Pandangan mataku yang semula menuju langit-langit kamar beralih ke dinding sisi kiri ku. Ada Papa tertawa lebar bersama Mama disampingnya disana. Sedangkan aku dan Kak Ardie tersenyum nakal muncul dari belakang mereka.


Kapan ya dapat terulang lagi masa-masa seperti saat itu?


***
Kuselempangkan ID card-ku dan kusembunyikan di balik jaket jinsku. Kurapikan sedikit bros bunga yang tersemat di sisi kanan kerudungku agar erat dan tak mudah jatuh. Semoga tidak ada yang tertinggal. Handphone sudah kumasukkan ke dalam tas, begitu pula buku notes dan sebuah pena. Mama memberiku bekal air mineral agar dapat diminum sewaktu-waktu. Hari ini aku akan mencari sebuah berita. 

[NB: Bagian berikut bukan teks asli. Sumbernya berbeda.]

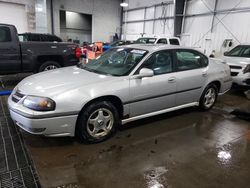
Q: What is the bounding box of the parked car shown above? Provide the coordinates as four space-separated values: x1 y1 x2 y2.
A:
134 37 180 45
103 40 134 51
18 33 62 42
224 44 250 86
0 24 79 75
8 45 232 143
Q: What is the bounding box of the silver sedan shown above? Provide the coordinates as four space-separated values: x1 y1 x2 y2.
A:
8 45 232 143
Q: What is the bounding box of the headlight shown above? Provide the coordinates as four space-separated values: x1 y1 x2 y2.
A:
243 65 250 74
23 96 56 111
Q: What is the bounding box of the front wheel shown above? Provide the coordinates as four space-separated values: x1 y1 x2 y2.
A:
76 101 119 143
199 84 218 110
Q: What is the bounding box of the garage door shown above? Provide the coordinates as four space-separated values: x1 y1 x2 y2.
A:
0 2 28 33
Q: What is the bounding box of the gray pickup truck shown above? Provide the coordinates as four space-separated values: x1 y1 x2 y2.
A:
0 24 78 75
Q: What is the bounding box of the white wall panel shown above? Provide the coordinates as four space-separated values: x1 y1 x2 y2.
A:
0 2 28 33
154 20 164 35
155 4 174 18
146 7 155 19
217 0 250 10
127 9 144 21
144 21 154 35
47 0 121 42
186 0 215 14
184 16 213 33
127 22 143 34
126 0 172 9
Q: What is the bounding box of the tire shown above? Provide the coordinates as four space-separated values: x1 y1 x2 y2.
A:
199 84 218 111
38 61 61 72
75 101 120 143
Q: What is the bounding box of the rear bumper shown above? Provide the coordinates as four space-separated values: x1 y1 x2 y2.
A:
232 76 250 86
10 109 77 137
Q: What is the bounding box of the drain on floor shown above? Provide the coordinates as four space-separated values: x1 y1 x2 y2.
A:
0 97 41 188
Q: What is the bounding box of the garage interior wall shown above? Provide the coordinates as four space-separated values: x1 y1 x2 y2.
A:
181 0 250 56
0 0 36 33
47 0 121 42
60 10 92 44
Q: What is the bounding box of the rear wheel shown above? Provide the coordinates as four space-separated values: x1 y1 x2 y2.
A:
76 101 119 143
38 61 61 72
199 84 218 110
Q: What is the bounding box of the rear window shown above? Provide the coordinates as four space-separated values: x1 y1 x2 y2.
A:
0 27 11 42
135 38 156 44
169 39 180 45
30 34 40 41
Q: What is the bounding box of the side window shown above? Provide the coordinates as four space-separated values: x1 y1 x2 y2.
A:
30 34 40 41
157 39 168 44
169 39 180 45
41 35 48 42
138 51 173 75
241 46 250 57
176 50 205 71
227 46 242 56
0 27 11 42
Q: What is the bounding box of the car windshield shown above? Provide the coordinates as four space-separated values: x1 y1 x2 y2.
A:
80 48 147 76
135 38 156 44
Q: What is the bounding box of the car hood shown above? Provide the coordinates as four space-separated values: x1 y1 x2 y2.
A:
17 66 118 97
223 56 250 67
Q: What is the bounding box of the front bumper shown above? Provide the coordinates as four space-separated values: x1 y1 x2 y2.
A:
232 76 250 86
10 109 77 137
8 96 78 137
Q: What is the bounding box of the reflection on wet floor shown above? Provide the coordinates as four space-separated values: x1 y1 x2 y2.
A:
1 77 250 188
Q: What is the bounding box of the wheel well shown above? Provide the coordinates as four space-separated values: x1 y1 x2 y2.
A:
37 56 64 68
208 81 221 92
77 95 123 118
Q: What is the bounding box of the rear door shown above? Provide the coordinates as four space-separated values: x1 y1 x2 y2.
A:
129 50 176 117
174 49 208 106
0 25 21 74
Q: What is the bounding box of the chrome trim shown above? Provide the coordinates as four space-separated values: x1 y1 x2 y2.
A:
122 102 199 125
9 106 79 119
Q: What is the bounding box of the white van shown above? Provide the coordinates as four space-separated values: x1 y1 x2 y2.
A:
134 37 180 45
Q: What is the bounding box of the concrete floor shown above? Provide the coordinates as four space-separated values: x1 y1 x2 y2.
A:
1 78 250 188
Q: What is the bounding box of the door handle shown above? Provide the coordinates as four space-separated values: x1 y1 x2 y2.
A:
168 77 175 83
202 71 207 77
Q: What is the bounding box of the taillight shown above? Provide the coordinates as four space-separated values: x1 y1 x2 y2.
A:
75 47 82 58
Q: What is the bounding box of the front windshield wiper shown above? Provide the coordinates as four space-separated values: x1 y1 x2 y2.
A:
78 64 111 76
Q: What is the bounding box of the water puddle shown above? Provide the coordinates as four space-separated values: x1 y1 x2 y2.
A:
144 167 168 188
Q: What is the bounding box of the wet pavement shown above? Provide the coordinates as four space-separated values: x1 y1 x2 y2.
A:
0 77 250 188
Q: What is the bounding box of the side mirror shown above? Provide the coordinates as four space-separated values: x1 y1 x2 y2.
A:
138 68 154 78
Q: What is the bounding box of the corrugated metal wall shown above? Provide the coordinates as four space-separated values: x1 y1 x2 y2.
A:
123 0 250 56
181 0 250 56
123 0 174 40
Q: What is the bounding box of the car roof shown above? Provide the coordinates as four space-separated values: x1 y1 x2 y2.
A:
121 44 197 52
138 36 180 40
18 32 57 37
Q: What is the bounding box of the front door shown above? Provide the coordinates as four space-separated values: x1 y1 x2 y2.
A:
129 50 176 117
174 49 208 106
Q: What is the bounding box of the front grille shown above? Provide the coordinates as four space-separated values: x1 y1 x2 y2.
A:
243 79 250 85
229 65 242 69
12 91 24 103
231 72 239 76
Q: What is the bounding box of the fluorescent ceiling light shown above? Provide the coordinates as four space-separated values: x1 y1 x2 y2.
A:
120 2 128 7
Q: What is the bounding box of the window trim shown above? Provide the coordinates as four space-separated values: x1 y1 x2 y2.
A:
156 38 168 44
225 45 244 57
133 49 176 77
173 48 209 72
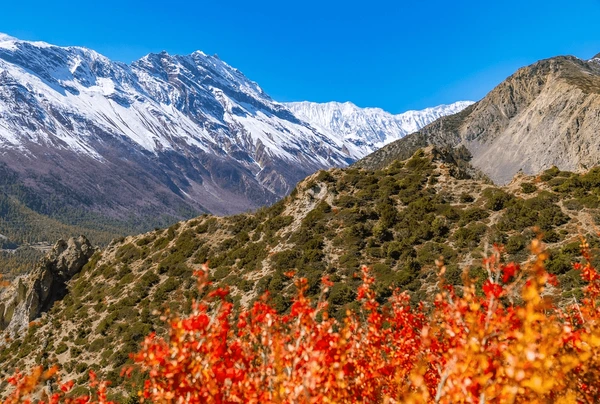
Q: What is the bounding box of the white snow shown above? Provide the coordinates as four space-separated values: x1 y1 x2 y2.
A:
285 101 473 159
0 34 470 173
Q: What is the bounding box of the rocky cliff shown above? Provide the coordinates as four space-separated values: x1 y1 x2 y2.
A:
357 57 600 184
0 236 96 334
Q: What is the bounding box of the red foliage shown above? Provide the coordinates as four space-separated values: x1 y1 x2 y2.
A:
5 241 600 403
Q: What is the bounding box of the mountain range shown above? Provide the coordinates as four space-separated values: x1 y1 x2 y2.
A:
285 101 473 159
0 35 466 228
357 55 600 184
0 37 600 402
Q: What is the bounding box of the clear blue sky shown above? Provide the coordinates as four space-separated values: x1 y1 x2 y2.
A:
0 0 600 113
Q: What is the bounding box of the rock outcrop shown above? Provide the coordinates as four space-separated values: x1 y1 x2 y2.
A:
357 57 600 184
0 236 96 334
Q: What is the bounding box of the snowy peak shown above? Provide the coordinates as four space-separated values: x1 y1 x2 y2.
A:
285 101 473 158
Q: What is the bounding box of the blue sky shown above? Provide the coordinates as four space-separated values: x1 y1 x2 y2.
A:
0 0 600 113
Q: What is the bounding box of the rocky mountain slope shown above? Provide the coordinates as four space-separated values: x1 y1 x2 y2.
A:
0 148 600 395
285 101 473 159
0 34 468 228
358 56 600 183
0 236 96 337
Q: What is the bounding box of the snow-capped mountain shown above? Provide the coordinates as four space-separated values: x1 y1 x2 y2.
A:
0 34 468 224
285 101 473 159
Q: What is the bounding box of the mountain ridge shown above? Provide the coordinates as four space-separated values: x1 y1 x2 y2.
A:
357 56 600 183
0 35 468 228
285 101 473 158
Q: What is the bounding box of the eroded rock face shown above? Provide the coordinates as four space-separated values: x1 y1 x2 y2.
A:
357 57 600 184
0 236 96 334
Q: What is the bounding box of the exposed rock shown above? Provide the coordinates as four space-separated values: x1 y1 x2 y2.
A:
357 57 600 184
0 236 96 334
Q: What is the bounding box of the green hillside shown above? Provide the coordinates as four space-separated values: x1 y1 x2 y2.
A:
0 149 600 400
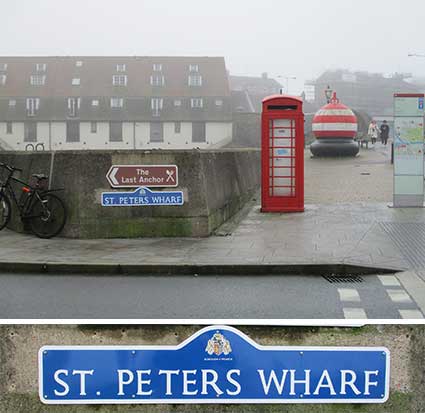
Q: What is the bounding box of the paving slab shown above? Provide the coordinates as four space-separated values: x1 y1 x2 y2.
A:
0 203 425 271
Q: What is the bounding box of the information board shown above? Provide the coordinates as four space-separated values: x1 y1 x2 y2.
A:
394 94 424 207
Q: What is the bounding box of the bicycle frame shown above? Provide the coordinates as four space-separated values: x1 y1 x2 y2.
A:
0 167 63 219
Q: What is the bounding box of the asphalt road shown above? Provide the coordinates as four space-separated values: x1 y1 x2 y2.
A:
0 274 423 319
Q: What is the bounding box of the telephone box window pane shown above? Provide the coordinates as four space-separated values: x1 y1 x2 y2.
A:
272 119 292 128
273 128 292 138
269 119 295 197
273 148 294 157
272 188 293 196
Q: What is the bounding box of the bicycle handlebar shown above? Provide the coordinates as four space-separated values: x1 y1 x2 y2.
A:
0 162 22 172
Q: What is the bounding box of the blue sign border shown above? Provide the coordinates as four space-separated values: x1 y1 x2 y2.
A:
100 186 184 208
38 325 390 405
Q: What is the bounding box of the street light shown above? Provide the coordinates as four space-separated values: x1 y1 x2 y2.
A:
278 75 296 95
325 85 333 103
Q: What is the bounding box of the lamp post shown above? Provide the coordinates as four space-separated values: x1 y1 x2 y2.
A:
325 85 333 103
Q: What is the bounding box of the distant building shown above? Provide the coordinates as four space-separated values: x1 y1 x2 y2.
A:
0 56 232 150
230 73 282 113
307 70 420 116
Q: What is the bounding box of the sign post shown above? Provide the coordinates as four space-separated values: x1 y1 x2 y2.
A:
393 94 424 208
39 326 390 404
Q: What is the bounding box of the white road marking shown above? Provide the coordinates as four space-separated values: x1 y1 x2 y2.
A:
387 290 412 303
378 275 400 287
398 271 425 314
398 310 424 320
342 308 367 318
338 288 360 303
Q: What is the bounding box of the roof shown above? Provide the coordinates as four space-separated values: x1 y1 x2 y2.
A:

Aku tersenyum sendiri. Inilah yang aku cari.

Sudah kuputuskan, sejak beberapa hari yang lalu. Aku mtlai menyeriusi salah satu dari organisasi yang aku ikuti. Posisiku disana sebagai reporter buletin yang diterbitkan secara berkala. Namun bukan karena aku ingin menjadi wartawan. Melainkan karena ketertarikanku pada dunia tulis menulis. Suatu hal yang kuyakini tak akan sia-sia. Mengapa? Karena dunia kuliah pun sangat dekat dengan dunia ini. Dan kurasa akan semakin memompa semangatku untuk terus belajar. Menjadi pencari berita ternyata tertuntut untuk banyak tahu hal-hal disekelilingnya.

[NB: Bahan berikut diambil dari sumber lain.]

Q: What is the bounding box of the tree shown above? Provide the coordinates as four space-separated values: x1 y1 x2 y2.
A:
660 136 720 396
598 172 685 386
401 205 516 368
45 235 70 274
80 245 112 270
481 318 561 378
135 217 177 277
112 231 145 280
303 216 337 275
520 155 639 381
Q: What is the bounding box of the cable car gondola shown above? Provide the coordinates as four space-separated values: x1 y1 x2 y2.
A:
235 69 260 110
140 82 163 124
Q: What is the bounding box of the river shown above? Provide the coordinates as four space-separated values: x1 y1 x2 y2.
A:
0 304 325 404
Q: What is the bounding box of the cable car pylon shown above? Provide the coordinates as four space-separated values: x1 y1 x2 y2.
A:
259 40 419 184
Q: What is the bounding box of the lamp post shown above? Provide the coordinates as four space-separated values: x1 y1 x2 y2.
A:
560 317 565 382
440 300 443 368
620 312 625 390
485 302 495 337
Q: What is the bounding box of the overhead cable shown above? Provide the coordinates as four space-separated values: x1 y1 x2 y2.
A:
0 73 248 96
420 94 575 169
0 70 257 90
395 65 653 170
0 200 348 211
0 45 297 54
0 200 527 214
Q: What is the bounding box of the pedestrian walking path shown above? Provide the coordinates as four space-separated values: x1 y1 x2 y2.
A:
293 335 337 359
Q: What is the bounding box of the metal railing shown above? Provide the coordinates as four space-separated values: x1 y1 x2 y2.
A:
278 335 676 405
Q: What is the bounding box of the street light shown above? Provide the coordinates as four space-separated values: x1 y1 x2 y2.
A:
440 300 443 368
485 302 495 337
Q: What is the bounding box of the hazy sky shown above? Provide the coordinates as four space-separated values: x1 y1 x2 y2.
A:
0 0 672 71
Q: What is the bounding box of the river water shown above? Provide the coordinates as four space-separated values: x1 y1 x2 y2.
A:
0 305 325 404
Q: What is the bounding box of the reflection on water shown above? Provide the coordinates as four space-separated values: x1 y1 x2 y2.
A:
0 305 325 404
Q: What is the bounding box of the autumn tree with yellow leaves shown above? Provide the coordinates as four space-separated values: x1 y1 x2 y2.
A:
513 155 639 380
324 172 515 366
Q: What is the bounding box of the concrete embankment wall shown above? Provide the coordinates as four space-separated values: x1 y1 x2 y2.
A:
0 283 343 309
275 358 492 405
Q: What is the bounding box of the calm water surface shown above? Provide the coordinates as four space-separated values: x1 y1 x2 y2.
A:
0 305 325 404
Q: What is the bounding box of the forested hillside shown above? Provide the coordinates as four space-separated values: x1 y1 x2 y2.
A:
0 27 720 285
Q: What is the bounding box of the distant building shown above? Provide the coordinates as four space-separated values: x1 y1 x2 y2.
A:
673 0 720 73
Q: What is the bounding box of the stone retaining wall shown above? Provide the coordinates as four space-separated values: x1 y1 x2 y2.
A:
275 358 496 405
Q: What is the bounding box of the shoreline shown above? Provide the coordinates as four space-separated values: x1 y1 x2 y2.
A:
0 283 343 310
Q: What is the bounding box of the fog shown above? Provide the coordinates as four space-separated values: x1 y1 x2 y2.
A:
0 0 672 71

Papa dan Mama mendukungku sekali. Kak Ardie pun turut berjanji akan mengirimkan sebuah buku panduan menulis berbagai artikel bulan depan setelah tahu niatku menekuni minatku ini. 
Hahaha……

Tawaran kepanitiaan tetap saja silih berganti datang. Tapi selalu kuseleksi sebatas tak mengganggu jadwal tetapku. Jadwal untuk belajar, membantu Mama memasak dan menulis.
“Sari… Arif sudah njemput tuh…” seru Mama tiba-tiba.
 “Iya Ma… Sari sudah selesai……” balasku kemudian.  

Oh ya ada satu lagi, teman dekatku yang satu ini jadi rajin ikut mengantarku mencari berita. Dia suka bantu mengambil foto sang narasumber atau obyek berita yang lain. 

Kukoleksi, siapa tahu bisa menang lomba, katanya.